More germane to this review is the potential role of a gastrulation-like process during asexual development. During the budding process, colonial ascidians are regenerating all tissues and organs from a population of pluripotent stem cells. An important question is whether asexual development is controlled by novel genes and gene regulatory networks, or if embryonic pathways and networks are redeployed (Tiozzo et al., 2008). Interestingly, there are many colonial species scattered throughout the class Ascidiacea, including different monophyletic orders, suggesting that coloniality has arisen independently multiple times. Comparison of these species reveal a diversity of budding modes, including the source of the new body, and the timing of various developmental landmarks (Tiozzo et al., 2008). However, in all species studied to date, asexually developing zooids go through an initial blastula-like stage. This is followed by invaginations and evaginations of the epithelium to form various tissues and organs. While in a sense this resembles gastrulation, these movements do not result in segregation of cells into presumptive germ layers, as they do in embryogenesis. The only species in which asexual budding has been studied at a molecular level is Botryllus schlosseri (Manni et al., 2019). In an elegant study by Ricci, et al. (Ricci et al., 2016), it was found that there is regionalization of germ-layer specific transcription factors in the blastula-like stage and during these epithelial folding events, but they do not correspond to the regions that are folding (i.e., it does not appear that the movement is correlated to germ layer specification). In this study it was found that germ-layer restricted transcription factors, such as Otx (ectoderm), Fox-A1 (endoderm) and Gsc (mesoderm) are expressed in distinct regions of the blastula-like structure and could be followed through organogenesis. Importantly, the expression of each of these germ layer markers corresponded to the source of mature organs during embryogenesis. For example, the endoderm marker Fox-A1 was initially expressed in a region of the blastula-like vesicle that eventually became the gut, and results were equivalent for ectodermal and mesodermal markers.

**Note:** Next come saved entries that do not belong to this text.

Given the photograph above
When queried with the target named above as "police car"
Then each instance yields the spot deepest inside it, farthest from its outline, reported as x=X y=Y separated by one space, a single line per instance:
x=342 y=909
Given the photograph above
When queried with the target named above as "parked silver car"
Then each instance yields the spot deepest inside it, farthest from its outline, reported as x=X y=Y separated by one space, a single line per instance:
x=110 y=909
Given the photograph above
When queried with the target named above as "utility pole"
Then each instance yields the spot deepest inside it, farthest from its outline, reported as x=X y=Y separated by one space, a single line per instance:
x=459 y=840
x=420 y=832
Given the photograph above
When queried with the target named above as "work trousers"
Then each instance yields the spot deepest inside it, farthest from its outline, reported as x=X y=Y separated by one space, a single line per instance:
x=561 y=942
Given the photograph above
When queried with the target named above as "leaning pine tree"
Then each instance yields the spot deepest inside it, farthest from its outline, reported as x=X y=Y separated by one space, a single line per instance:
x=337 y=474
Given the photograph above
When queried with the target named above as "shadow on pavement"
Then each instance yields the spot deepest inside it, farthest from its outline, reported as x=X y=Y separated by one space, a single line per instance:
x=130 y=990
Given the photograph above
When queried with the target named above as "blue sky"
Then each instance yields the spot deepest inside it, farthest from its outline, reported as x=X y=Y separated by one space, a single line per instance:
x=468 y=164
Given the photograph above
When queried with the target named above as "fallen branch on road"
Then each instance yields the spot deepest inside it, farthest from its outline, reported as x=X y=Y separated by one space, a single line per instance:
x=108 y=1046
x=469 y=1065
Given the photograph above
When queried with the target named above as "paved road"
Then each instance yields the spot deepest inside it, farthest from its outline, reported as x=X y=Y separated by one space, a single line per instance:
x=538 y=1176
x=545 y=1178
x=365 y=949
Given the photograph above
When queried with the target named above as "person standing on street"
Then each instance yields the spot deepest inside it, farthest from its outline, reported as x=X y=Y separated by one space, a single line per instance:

Given that coloniality has arisen multiple times, it would hardly be feasible that completely novel mechanisms for regeneration of every tissue and organ also evolved multiple times, and a more parsimonious explanation is that this is due to the ability to coopt embryonic pathways at different times during regeneration. Interestingly though, this does not appear to include a clear recapitulation of embryonic gastrulation.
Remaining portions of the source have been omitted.